Die Globalisierung des Finanzwesens geht weiter. Dazu gewinnen neue Entwicklungen wie nachhaltiges Finanzwesen, digitale Vermögenswerte, Blockchain-Technologie und andere im globalen Finanzsystem weiter an Bedeutung. Die Finanzzentren stehen dabei im Zen­trum dieser Transformationsbemühungen. Sie stellen die Infrastruktur und das Fachwissen bereit, die erforderlich sind, um Investitionen in diesen Zukunftsfeldern voranzutreiben, neue Finanzierungsquellen für Unternehmensgründer zu erschließen und das Wirtschaftswachstum zu fördern. Dabei sind Finanzzentren mehr als ein Treffpunkt für die Fachwelt. Hier findet sich auch das notwendige regulatorische Fachwissen, da sich die Behörden mit diesen spezifischen Themen bestens auskennen.

Ein großer Mehrwert von Finanzplätzen besteht darin, dass sie ein Netzwerk für die globale Finanzdienstleistungsbranche bilden. In diesem gibt es Teams, die lokale wie internationale Finanztransaktionen erleichtern, breiteren Gesellschaftsschichten den Zugang zu Finanzdienstleistungen ermöglichen und Talente in ausgewählten Wachstumsfeldern entwickeln, um globale wirtschaftliche Ziele zu erreichen. Ökosysteme entstehen an Orten, die eine Infrastruktur und Fachwissen bieten, die woanders schwer zu finden sind. Dies gilt für den Technologie-, Produktions- wie den Finanzbereich.

Von zentraler Bedeutung

Das kollektive Fachwissen in Finanzzentren wie London, New York, Frankfurt oder Luxemburg lässt sich woanders kaum finden und bleibt damit unverändert von zentraler Bedeutung für die Förderung des Wirtschaftswachstums auf globaler Ebene. Diese Cluster aus Talenten und Infrastruktur fördern das Wachstum in aufstrebenden Finanzmärkten, verbessern globale Bankensysteme und verstärken die Regulierungsaufsicht zum Nutzen der Bürger auf der ganzen Welt.

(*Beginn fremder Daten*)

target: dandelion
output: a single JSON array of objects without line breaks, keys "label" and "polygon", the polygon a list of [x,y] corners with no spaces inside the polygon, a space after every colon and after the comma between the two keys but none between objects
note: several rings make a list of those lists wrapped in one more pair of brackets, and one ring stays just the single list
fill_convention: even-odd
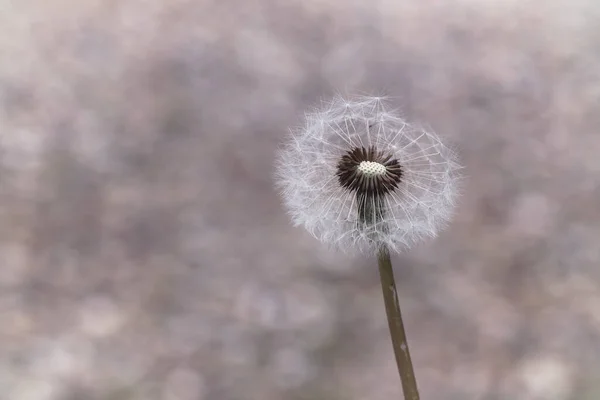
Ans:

Finanzzentren sind und bleiben daher ein entscheidender Bestandteil für das globale Wirtschaftswachstum. Diese Standorte nutzen ihre Infrastruktur, ihr kollektives Fachwissen und das Netzwerk von Akteuren, seien es Finanzinstitute, innovative Start-ups, professionelle Dienstleister und andere, um die Entwicklung von Finanzprodukten und -dienstleistungen an der Spitze voranzutreiben und die Realwirtschaft durch Finanzinnovationen zu unterstützen.

Die Pandemie hat einige Vorteile der Digitalisierung, aber auch ihre Grenzen aufgezeigt. Die Digitalisierung kann viele Dinge sicherlich vereinfachen, aber sie kann nicht die zufälligen Interaktionen ersetzen, die es für neue Ideen und Innovationen auch im Finanzsektor braucht. Die Kraft von Finanzzentren entsteht aus der Kombination von Unternehmen aus der gesamten Wertschöpfungskette von Finanzdienstleistungen an einem Ort und dem Innovationsumfeld, das in diesen Hubs entsteht. Diese Kraft geht über den digitalen Raum hinaus und kann eben nicht einfach durch eine virtuelle Version ersetzt werden.